节点文献

MPI高性能云计算平台关键技术研究

Research on Key Technologies of the MPI-based High Performance Cloud Computing Platform

【作者】 郭羽成

【导师】 杨克俭;

【作者基本信息】 武汉理工大学 , 计算机应用技术, 2013, 博士

【摘要】 云计算是一种新近流行的计算模式,是目前进行海量数据处理的主要技术手段。现有云计算平台技术虽然已较为成熟,但在处理兼具数据密集和计算密集的一类问题上仍有不足,效率较为低下。一方面,目前主流平台底层普遍采用虚拟化技术,所有软件和应用均运行在虚拟硬件之上,从而带来了一定程度上性能的降低,有文献指出,其性能损耗可达20%左右,本文使用非虚拟化方法构建云计算平台底层的模拟环境,在其上对其性能进行测试,实验表明,虚拟化技术的效率只有非虚拟化技术的50-70%;另一方面,现有云计算MapReduce模型,对中间数据采用先存储、再转发处理的策略,当中间数据规模变大时,产生了大量无用的远程I/O操作,其效率不能满足高性能计算的应用需求。
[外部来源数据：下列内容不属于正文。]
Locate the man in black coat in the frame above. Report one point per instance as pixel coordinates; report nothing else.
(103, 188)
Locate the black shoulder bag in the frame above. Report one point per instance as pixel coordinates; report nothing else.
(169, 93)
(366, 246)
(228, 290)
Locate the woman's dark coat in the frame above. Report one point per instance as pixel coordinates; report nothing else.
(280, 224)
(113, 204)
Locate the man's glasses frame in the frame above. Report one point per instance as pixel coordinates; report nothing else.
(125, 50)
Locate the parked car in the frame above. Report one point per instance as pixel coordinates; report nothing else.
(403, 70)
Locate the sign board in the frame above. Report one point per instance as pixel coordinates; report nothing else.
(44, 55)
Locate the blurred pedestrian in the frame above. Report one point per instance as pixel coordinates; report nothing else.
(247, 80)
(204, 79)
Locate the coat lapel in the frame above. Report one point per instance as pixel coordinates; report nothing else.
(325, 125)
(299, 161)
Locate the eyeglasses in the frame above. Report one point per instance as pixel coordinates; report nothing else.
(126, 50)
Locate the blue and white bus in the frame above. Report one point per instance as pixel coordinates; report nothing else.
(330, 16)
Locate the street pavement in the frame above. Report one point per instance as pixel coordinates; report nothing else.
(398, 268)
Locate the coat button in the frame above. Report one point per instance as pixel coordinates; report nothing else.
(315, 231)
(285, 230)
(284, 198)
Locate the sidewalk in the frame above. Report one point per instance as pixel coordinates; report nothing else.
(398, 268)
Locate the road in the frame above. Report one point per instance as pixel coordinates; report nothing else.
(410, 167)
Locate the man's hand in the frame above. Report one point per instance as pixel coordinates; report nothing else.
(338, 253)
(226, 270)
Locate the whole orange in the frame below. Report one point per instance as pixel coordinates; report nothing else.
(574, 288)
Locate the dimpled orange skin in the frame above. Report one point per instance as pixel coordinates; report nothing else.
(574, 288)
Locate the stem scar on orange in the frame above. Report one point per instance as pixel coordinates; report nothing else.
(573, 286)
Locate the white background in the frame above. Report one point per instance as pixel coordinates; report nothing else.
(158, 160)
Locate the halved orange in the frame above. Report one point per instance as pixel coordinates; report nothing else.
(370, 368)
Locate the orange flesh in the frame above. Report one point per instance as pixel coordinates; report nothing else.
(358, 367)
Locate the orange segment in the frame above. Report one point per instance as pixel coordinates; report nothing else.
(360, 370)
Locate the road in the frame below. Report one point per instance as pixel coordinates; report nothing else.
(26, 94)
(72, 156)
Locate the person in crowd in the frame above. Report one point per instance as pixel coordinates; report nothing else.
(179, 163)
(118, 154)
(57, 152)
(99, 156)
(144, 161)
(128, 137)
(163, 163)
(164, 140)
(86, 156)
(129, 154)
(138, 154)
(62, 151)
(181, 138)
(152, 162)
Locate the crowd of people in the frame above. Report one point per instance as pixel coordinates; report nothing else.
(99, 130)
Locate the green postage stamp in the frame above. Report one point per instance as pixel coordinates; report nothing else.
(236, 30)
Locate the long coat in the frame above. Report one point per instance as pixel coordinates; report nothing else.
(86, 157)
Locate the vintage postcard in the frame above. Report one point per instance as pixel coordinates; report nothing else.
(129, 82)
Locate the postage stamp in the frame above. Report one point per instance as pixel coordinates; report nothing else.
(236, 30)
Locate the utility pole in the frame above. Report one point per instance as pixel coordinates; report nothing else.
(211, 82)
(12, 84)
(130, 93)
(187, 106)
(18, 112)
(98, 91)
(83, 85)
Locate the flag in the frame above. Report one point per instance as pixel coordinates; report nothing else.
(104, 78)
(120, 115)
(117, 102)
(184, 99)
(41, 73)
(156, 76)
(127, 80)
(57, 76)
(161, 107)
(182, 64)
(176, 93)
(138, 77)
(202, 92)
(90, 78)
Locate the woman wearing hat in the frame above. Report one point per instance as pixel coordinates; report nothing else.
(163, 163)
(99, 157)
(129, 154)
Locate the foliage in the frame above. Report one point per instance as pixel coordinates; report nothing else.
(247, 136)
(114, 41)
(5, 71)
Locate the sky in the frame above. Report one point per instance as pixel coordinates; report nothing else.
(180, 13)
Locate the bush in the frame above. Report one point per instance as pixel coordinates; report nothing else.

本文在深入分析、研究现有云计算平台的缺点和MPI (Message Passing Interface)技术容错容灾能力的基础之上,自主研发了一种基于MPI的高性能云计算平台原型系统(MPI-based HPCCP)。该云平台不经过虚拟化,直接使用异构计算节点构建云平台底层;采用增加多级容错容灾功能的MPI技术和多线程技术重写MapReduce编程模型,避免大量无用的I/O操作,从而提高云计算的效率,以满足兼具数据密集和计算密集的海量数据高性能计算问题对云计算的需要。本文提出的"MPI高性能云计算平台”的主要创新点如下:1.针对现有云计算平台底层性能损失较大的问题,提出了一种云计算平台底层的非虚拟化构建方法。本文在节点异构环境下,不使用目前流行的虚拟化技术,而是利用MPI良好的异构环境开发能力,直接使用异构硬件架设云基础设施服务层,减少了虚拟化对云底层硬件性能的影响,从而提高了云平台效率,实验表明虚拟化技术的性能只有非虚拟化技术的50%-70%.这是本文的一个重要创新点。2.针对目前MPI在容灾能力上的不足,本文改进了MPI的容灾技术,提出并设计实现了一种MPI的多级容灾方案。虽然MPI有进行高性能计算的优异能力,但容灾能力一直以来是MPI的一个重要缺陷。此缺陷限制了MPI在海量数据处理上的应用。不解决此问题,无法将MPI技术应用于云计算之中。本文着重研究了MPI容错容灾技术,实现了“作业重调度”,“作业/任务恢复”和“动态任务迁移”三个不同层次的容灾方案,弥补了MPI容灾能力的不足,是本文的一个重要特色和创新点。3.针对现有云计算编程模型MapReduce计算效率的不足,本文提出并实现了一种基于多级容错MPI的MapReduce模型。现有MapReduce模型的数据传递由分布式文件系统所封装,计算过程中需要不断重复的对分布式文件系统进行I/O操作,从而影响了计算效率。本文使用多级次容灾MPI重写MapReduce编程模型,对中间结果进行直接处理,减少不必要的I/O操作,提高了云计算速度和效率,执行时间是当前主流云平台Hadoop的25%,这是本文的重要特色和创新点。本文从系统分片大小对性能的影响,多级容灾的健壮性、效率,新云计算平台的总体性能方面进行了详细的测试与分析。并将新云计算平台与传统Hadoop平台进行了比较。实验表明本文提出的MPI高性能云计算平台的执行效率是传统Hadoop平台的4倍以上。在文章的最后,本文对本文所做的研究进行了工作总结。并简要说明了有待于进一步研究的问题及将来的研究计划。本文下一步将针对如何解决各节点计算有依赖性的问题,以及如何在本平台实现节点间MPI并行、节点内CPU+GPU并行的问题进一步展开研究。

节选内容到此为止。